On quantum perfect state transfer in weighted join graphs

TL;DR

This paper investigates conditions for perfect quantum state transfer in weighted graphs, especially join and Cartesian product graphs, revealing new cases where perfect transfer occurs or is inhibited, with implications for quantum network design.

Contribution

It extends understanding of perfect state transfer in weighted graphs, showing new classes of graphs with transfer and clarifying the impact of weights and graph operations.

Findings

Join of weighted two-vertex and regular graphs has perfect state transfer.

Half-join of weighted two-vertex and weighted regular graphs does not have perfect state transfer.

Hamming graphs exhibit perfect state transfer between all vertex pairs.

Abstract

We study perfect state transfer on quantum networks represented by weighted graphs.
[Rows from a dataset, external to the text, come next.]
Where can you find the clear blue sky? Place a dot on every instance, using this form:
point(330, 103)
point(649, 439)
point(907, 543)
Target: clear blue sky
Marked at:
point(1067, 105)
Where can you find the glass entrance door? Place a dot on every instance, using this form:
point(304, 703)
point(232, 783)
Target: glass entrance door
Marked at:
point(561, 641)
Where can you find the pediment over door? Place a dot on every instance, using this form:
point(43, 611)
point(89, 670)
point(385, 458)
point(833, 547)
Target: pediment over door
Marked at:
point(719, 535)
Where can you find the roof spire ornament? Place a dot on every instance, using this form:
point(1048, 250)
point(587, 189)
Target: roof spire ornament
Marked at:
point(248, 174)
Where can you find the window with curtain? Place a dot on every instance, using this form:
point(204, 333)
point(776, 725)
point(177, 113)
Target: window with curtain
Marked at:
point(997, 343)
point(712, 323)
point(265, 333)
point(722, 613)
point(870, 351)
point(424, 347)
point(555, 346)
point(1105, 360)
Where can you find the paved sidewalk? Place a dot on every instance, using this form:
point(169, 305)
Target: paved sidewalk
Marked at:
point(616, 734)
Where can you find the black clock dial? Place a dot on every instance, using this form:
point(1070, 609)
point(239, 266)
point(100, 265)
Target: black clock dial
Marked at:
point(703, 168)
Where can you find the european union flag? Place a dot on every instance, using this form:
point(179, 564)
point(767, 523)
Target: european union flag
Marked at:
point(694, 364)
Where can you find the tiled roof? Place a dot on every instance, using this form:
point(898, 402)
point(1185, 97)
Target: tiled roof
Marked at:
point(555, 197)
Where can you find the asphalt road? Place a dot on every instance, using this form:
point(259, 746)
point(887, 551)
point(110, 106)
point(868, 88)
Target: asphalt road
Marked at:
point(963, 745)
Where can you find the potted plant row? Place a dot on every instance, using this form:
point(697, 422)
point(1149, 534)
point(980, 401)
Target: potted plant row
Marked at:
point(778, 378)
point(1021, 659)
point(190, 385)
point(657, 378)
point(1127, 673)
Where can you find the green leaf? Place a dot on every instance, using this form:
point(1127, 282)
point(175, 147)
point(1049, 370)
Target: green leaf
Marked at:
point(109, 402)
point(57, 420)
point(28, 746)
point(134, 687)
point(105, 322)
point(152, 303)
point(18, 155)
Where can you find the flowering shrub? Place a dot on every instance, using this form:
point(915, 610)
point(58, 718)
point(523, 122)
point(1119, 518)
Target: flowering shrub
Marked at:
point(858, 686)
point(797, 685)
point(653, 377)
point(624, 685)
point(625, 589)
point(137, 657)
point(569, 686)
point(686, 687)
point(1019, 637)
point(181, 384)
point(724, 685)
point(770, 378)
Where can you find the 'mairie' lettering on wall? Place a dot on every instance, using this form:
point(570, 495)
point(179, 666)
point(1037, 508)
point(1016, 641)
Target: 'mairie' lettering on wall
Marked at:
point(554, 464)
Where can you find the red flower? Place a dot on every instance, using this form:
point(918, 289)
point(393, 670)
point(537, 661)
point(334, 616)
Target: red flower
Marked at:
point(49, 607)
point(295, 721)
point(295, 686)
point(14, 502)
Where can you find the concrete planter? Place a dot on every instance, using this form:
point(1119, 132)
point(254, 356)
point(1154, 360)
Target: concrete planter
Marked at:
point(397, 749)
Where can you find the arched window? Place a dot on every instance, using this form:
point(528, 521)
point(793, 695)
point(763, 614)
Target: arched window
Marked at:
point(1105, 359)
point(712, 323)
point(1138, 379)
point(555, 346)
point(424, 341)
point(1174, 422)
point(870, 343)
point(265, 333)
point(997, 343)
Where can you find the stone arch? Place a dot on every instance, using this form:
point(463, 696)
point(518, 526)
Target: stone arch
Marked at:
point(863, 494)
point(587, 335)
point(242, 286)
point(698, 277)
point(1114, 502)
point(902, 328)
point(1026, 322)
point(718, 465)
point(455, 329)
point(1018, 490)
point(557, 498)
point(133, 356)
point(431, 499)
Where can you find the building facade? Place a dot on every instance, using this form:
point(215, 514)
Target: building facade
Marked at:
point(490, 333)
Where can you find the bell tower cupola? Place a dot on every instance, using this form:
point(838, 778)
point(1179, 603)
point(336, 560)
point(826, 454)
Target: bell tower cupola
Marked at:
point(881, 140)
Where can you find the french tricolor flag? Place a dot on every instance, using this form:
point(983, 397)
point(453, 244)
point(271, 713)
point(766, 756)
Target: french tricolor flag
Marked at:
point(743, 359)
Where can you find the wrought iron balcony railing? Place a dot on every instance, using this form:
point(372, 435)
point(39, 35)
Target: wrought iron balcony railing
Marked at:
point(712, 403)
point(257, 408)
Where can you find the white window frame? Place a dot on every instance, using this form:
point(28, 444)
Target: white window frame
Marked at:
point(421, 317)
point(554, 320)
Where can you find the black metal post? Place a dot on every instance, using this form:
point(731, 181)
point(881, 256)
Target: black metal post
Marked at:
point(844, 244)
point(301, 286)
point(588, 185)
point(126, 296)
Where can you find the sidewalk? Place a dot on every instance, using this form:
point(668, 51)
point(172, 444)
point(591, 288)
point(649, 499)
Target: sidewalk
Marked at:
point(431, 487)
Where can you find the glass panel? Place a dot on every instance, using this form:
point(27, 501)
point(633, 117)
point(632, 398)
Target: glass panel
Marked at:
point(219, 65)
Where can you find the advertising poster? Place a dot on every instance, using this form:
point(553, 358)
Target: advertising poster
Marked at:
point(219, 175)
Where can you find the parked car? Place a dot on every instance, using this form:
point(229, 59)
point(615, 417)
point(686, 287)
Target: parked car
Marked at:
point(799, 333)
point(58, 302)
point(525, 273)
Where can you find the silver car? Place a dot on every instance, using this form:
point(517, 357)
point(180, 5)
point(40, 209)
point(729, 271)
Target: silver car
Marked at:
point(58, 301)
Our focus is on graphs constructed from the join and related graph operators. Some specific results we prove include: (1) The join of a weighted two-vertex graph with any regular graph has perfect state transfer. This generalizes a result of Casaccino et al. [clms09] where the regular graph is a complete graph or a complete graph with a missing link. In contrast, the half-join of a weighted two-vertex graph with any weighted regular graph has no perfect state transfer. This implies that adding weights in a complete bipartite graph do not help in achieving perfect state transfer. (2) A Hamming graph has perfect state transfer between each pair of its vertices. This is obtained using a closure property on weighted Cartesian products of perfect state transfer graphs. Moreover, on the hypercube, we show that perfect state transfer occurs between uniform superpositions on pairs of arbitrary subcubes. This generalizes results of Bernasconi et al. [bgs08] and Moore and Russell [mr02]. Our techniques rely heavily on the spectral properties of graphs built using the join and Cartesian product operators.